In a March 8 letter to fellow Democrat and Senate President Pro Tem Darrell Steinberg, Feinstein accused plaintiffs lawyers of coercing business owners into paying five-figure settlements by threatening potentially costlier lawsuits targeting minor violations under the state’s access and civil rights laws.

“It appears these suits and demand letters are driven by a unique California law that, unlike the federal [Americans with Disabilities Act], permits the recovery of damages for noncompliance,” Feinstein wrote. “As a result, I respectfully ask that you use your leadership position in the California State Senate to help advance legislation that will address this problem.”

Feinstein’s letter marks a significant departure from typical access litigation politics in California, where majority Democrats have traditionally voted to maintain the rights of disabled patrons to sue while Republicans have tried, unsuccessfully, to limit such lawsuits.

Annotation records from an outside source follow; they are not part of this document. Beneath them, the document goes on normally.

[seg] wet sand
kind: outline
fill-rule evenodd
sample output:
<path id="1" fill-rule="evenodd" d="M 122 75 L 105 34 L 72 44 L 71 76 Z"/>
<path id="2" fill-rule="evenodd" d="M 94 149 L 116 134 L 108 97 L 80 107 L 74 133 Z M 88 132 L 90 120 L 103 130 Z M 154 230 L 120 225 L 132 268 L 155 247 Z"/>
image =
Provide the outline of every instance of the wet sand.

“To have a national leader from the Democratic Party come out and say this is a major problem and it needs to be fixed is significant,” said Larry Venus, press secretary for state Senator Bob Dutton, R-Rancho Cucamonga.

Dutton is among a half-dozen state legislators who have introduced bills in this election year aimed at curbing disability lawsuits by giving property owners time to fix violations before they can be sued. In her letter, Feinstein mentions Dutton’s bill although she stops short of endorsing it. Her letter refers to 22 businesses that were sued in Redlands — in Dutton’s Senate district — by the same attorney for failing to post proper handicapped parking signs.

A Steinberg spokeswoman said the state Senate leader is still reviewing Feinstein’s letter and has not responded. Asked earlier this year about the flurry of litigation-limiting bills introduced, Steinberg said he did not see them advancing. He instead offered his support for current state law, enacted in 2008, that provides some legal protection for owners who have their businesses inspected by so-called certified access specialists.

Inspected properties can still be targeted for access violations. But owners with inspection certificates can seek a 90-day stay of litigation and an evaluation conference designed to resolve claims quickly.

The law was the product of more than two years of negotiations among lawmakers, business groups and consumer attorneys. It has not proven a panacea. One frequent plaintiff in the Sacramento region actually filed more access lawsuits in the year after the law was passed than he had in each of the previous three years, according to records kept by a business defense attorney.

Finding enough certified inspectors has also been a problem, although their ranks have increased from just 167 in late 2009 to 405 today, according to the Division of the State Architect.

A spokeswoman for Disability Rights California said she was unaware of Feinstein’s letter and declined to comment immediately.

“I am eager for resolution to be reached on this matter at the state level,” Feinstein’s letter concludes. “However, I will consider introducing legislation in the U.S. Senate if this problem cannot be solved by the California state Legislature.”